PHO1 expression in guard cells mediates the stomatal response to abscisic acid in Arabidopsis.

Département de Biologie Moléculaire Végétale, Biophore, Université de Lausanne, CH-1015 Lausanne, Switzerland CEA/CNRS, Laboratoire de Biologie du Développement des Plantes, UMR 7265, Université Aix-Marseille, St Paul Lez-Durance F-13108, France Institute for Molecular Plant Physiology and Biophysics, University Würzburg, Julius-von-Sachs Platz 2, D-97082 Würzburg, Germany.
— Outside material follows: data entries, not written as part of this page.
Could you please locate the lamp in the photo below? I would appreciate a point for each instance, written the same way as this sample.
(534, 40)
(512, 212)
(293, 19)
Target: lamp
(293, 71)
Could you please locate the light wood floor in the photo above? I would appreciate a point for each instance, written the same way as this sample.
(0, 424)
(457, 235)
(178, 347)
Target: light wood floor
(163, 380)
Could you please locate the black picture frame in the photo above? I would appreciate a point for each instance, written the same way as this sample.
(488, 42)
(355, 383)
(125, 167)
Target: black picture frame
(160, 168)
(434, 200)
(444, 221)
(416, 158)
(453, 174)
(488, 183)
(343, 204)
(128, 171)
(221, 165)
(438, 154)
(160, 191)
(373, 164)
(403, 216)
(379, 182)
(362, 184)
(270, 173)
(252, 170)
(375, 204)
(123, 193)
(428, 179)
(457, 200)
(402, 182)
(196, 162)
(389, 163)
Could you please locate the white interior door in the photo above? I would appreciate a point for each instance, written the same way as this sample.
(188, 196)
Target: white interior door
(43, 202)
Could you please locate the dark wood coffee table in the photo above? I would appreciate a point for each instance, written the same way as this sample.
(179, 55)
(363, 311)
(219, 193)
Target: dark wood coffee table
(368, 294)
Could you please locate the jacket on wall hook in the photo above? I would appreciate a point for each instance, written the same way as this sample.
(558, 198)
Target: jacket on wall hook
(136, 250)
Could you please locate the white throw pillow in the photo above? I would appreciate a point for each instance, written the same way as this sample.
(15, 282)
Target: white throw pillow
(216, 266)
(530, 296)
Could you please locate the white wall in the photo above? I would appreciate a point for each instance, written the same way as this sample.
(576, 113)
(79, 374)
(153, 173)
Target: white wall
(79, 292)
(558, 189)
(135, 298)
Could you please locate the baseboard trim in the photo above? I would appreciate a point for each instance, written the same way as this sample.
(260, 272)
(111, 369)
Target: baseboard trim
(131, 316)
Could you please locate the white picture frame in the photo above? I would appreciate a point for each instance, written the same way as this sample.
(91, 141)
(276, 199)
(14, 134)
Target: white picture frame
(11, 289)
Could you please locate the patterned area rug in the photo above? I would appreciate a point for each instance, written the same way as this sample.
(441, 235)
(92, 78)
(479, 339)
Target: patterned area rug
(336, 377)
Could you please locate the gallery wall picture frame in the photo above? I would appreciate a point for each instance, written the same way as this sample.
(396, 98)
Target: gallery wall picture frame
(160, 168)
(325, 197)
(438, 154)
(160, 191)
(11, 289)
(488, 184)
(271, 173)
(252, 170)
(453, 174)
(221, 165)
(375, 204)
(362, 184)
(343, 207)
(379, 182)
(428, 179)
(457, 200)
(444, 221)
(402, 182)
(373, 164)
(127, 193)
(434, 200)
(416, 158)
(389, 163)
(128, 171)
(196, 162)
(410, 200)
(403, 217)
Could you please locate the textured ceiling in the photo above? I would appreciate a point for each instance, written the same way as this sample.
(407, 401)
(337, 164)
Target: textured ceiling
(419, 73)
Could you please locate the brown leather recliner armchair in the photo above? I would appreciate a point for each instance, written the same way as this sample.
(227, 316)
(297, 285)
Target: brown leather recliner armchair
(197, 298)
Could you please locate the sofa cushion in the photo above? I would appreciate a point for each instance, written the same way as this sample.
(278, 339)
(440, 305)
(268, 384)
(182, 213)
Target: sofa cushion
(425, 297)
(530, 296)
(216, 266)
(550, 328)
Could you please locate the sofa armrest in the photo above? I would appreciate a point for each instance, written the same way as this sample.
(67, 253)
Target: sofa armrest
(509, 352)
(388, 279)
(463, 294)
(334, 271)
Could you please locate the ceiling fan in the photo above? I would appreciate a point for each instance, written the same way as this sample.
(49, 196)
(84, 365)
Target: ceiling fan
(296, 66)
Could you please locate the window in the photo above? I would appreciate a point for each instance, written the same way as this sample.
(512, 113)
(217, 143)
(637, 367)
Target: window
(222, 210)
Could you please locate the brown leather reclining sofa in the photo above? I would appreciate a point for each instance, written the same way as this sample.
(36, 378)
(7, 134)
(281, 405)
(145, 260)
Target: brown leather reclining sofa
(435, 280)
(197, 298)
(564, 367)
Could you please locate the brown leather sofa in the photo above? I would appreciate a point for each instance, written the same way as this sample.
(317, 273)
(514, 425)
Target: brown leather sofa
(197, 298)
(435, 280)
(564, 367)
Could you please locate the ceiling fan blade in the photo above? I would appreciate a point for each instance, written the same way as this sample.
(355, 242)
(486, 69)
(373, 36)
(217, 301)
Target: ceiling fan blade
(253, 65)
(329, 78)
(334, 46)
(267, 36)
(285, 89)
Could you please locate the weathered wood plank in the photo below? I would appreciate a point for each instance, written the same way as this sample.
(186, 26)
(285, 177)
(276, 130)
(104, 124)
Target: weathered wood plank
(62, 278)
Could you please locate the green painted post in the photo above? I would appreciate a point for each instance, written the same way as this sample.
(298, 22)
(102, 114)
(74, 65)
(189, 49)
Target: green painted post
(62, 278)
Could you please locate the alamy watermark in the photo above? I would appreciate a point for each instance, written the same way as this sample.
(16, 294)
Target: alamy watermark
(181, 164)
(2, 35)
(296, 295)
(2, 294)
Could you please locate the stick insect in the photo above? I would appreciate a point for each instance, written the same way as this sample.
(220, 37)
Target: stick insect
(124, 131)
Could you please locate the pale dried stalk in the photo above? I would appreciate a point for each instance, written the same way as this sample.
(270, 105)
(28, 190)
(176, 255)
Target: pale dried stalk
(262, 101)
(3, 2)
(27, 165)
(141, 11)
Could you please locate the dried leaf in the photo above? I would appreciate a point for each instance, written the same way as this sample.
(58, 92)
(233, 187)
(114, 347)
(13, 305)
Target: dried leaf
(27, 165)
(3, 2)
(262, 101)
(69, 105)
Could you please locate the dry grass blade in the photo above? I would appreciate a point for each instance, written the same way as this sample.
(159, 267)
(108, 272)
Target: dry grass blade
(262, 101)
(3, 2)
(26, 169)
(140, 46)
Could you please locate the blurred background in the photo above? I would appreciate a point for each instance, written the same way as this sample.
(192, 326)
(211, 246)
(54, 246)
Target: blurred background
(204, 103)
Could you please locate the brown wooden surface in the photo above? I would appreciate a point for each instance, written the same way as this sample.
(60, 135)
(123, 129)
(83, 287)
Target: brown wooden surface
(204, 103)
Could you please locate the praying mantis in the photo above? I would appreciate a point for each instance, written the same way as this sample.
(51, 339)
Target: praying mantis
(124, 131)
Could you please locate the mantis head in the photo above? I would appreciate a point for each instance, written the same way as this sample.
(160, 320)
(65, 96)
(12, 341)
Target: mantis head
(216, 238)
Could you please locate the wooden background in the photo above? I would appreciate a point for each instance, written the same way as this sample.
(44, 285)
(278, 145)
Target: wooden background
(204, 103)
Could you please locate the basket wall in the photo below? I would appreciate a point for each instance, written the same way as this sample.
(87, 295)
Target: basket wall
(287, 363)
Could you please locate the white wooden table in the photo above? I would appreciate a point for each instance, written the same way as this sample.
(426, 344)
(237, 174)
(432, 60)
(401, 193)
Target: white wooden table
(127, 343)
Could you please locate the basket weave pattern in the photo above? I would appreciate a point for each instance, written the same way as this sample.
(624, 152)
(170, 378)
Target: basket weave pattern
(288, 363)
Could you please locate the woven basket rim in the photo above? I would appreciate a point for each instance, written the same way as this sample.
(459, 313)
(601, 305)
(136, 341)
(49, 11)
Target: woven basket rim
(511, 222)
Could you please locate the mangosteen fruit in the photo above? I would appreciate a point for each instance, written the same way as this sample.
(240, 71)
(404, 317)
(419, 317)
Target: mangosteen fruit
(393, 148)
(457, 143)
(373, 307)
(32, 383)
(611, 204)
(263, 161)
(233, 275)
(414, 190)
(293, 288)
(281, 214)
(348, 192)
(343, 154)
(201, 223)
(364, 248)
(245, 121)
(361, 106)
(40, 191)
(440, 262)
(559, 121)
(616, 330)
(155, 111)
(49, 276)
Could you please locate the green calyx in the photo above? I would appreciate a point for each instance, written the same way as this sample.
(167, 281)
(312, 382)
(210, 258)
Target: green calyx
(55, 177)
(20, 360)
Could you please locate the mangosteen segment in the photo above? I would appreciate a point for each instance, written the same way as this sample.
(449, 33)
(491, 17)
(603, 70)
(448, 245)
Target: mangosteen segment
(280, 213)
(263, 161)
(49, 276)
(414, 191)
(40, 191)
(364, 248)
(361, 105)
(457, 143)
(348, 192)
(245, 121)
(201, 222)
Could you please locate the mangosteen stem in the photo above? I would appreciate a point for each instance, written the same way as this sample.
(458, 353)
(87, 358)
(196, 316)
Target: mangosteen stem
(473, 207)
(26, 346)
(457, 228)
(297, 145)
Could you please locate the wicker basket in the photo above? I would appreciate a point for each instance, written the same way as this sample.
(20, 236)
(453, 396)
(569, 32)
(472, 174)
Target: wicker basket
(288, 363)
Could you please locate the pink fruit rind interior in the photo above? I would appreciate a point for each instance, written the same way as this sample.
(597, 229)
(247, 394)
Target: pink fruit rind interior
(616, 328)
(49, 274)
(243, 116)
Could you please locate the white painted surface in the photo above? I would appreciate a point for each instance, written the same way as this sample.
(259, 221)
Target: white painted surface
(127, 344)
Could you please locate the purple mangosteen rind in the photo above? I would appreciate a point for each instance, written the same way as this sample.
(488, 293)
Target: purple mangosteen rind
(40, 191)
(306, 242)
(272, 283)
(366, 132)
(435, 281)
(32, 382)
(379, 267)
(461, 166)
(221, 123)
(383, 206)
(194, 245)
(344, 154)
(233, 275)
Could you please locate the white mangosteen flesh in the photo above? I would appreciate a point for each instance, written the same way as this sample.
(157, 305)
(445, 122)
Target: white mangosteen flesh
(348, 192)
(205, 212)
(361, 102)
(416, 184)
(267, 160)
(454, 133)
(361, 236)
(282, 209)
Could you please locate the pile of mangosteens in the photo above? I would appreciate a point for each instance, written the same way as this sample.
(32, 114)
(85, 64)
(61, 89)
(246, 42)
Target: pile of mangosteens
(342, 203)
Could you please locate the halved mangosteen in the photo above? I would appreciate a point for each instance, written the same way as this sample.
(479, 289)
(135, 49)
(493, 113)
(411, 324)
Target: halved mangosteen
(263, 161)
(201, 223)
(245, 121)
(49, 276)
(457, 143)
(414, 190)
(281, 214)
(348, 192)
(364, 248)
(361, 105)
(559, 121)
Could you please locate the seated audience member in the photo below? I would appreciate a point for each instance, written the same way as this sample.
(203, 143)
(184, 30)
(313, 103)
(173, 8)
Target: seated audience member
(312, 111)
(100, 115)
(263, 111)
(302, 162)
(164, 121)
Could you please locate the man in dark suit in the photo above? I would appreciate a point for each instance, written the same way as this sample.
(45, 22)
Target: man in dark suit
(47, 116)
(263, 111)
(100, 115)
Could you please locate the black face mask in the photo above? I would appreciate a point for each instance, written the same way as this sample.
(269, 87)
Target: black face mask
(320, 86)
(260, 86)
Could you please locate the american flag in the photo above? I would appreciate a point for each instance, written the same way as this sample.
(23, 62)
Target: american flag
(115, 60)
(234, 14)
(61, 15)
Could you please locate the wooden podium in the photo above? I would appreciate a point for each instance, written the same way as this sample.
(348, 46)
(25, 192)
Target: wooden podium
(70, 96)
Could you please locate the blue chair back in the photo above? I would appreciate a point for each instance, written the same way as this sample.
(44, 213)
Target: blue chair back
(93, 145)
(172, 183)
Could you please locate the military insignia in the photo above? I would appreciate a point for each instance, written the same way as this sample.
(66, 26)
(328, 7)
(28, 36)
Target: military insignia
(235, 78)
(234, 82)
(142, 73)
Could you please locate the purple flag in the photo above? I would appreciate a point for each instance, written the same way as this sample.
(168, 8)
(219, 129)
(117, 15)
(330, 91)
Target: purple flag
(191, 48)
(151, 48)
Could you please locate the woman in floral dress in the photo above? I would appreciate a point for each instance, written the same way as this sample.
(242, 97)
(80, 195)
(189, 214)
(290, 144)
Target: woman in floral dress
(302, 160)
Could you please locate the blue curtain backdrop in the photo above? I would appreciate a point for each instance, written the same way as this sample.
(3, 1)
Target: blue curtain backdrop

The Plant Journal (Impact Factor: 6.58). 05/2012; 72(2):199-211. DOI: 10.1111/j.1365-313X.2012.05058.x
Source: PubMed

ABSTRACT Stomatal opening and closing are driven by ion fluxes that cause changes in guard cell turgor and volume. This process is, in turn, regulated by environmental and hormonal signals, including light and the phytohormone abscisic acid (ABA). Here, we present genetic evidence that expression of PHO1 in guard cells of Arabidopsis thaliana is required for full stomatal responses to ABA. PHO1 is involved in the export of phosphate into the root xylem vessels and, as a result, the pho1 mutant is characterized by low shoot phosphate levels. In leaves, PHO1 was found expressed in guard cells and up-regulated following treatment with ABA. The pho1 mutant was unaffected in production of reactive oxygen species following ABA treatment, and in stomatal movements in response to light cues, high extracellular calcium, auxin, and fusicoccin. However, stomatal movements in response to ABA treatment were severely impaired, both in terms of induction of closure and inhibition of opening. Micro-grafting a pho1 shoot scion onto wild-type rootstock resulted in plants with normal shoot growth and phosphate content, but failed to restore normal stomatal response to ABA treatment. PHO1 knockdown using RNA interference specifically in guard cells of wild-type plants caused a reduced stomatal response to ABA. In agreement, specific expression of PHO1 in guard cells of pho1 plants complemented the mutant guard cell phenotype and re-established ABA sensitivity, although full functional complementation was dependent on shoot phosphate sufficiency. Together, these data reveal an important role for phosphate and the action of PHO1 in the stomatal response to ABA.